Instead of leaving your Christmas tree curbside with your holiday trash, the City of Dripping Springs council and staff would like to encourage you to “THINK GREEN” and participate in the city’s first ever Christmas Tree Recycling Program.Marcus Lees, owner of Lees Trees, has generously donated the services of his company to recycle undecorated Christmas Trees into high quality mulch that will be given away for free.

Residents participating in the Christmas Tree Recycling Program should drop off their trees, also free of charge, at the Triangle, located at intersection of Hwy 290 and Ranch Road 12, from 8 a.m. until 5 p.m. on Saturdays, January 3 and 10, 2009. The mulch will be available on a first-come-first-service basis. Individuals picking up mulch should bring their own bags and tools required to carry it away.

“Recycling Christmas trees is a wonderful way for our citizens and businesses to help the environment,” said City Administrator Michelle Fischer. Completely earth-friendly, she added, the chippings can be used for various projects from flower beds to gardens to hiking trails.

Before depositing trees, all tree stands, lights, ornaments and other tree decorations must be removed. Please do not illegally dump any other items at the drop off location. If you have any questions, contact City Hall at 512-858-4725 for more information.



* In a national survey, 93 percent of consumers who used a real Christmas tree recycled theirs in some sort of community program.

* Today around 98 percent of real Christmas trees are grown on farms throughout all 50 states and Canada. Real trees are a renewable, recyclable resource, and real trees are planted to be harvested just as corn and pumpkins are cultivated for harvest.

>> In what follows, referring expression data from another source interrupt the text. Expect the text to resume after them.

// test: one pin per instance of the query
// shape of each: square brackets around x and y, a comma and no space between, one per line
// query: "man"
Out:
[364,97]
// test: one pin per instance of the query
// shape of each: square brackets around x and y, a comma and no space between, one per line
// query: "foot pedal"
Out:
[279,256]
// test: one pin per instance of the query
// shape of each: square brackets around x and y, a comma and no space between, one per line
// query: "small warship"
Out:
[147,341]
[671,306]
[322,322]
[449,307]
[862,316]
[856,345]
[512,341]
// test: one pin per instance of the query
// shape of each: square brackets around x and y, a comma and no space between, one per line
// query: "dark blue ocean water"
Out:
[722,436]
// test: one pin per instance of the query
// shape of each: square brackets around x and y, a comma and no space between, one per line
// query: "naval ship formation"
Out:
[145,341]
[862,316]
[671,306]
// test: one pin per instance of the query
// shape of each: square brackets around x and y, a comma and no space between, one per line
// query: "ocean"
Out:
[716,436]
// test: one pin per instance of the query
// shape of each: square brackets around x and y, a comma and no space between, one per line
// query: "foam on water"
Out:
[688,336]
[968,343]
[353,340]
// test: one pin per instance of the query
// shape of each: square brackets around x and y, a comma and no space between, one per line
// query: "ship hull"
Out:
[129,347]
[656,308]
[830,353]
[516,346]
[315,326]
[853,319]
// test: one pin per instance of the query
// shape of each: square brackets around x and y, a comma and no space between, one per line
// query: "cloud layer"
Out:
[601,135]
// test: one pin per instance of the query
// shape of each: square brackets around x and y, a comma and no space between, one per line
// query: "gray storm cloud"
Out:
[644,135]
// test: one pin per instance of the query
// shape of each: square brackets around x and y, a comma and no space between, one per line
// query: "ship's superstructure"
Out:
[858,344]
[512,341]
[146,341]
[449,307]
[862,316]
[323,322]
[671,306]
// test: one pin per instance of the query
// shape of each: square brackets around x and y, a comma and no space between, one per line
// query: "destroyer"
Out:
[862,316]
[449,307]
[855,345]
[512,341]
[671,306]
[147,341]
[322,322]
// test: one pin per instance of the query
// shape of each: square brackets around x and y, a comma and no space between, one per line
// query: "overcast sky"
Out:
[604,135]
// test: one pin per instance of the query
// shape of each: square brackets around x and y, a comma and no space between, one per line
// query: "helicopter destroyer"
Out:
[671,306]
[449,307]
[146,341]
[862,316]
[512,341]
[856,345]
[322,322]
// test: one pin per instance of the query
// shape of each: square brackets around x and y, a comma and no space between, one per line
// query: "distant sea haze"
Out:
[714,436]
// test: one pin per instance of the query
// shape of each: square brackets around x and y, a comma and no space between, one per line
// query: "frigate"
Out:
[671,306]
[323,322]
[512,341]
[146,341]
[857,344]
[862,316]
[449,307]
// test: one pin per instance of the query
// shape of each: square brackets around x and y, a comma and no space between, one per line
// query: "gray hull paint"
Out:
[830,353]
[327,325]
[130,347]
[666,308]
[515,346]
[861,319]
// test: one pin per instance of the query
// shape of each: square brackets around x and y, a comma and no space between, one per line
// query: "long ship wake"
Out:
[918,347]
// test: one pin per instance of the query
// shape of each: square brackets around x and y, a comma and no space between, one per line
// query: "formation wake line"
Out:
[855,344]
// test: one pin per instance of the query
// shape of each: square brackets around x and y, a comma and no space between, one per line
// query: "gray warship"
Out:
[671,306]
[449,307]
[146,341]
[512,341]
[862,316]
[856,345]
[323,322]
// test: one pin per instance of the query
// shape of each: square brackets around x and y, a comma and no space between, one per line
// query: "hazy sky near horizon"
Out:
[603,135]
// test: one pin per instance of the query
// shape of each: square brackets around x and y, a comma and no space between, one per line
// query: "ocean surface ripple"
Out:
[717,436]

* For each real Christmas tree harvested, up to three new seedlings are planted in its place, depending on farm size and current field rotation. Young trees in their rapid growth years have a high rate of photosynthesis and thus produce more oxygen than older trees.

* There are about 500,000 acres in production for growing Christmas trees. Each acre provides the daily oxygen requirements for 18 people.

* This year, over 60 million new seedlings were planted by Christmas tree farmers all over North America.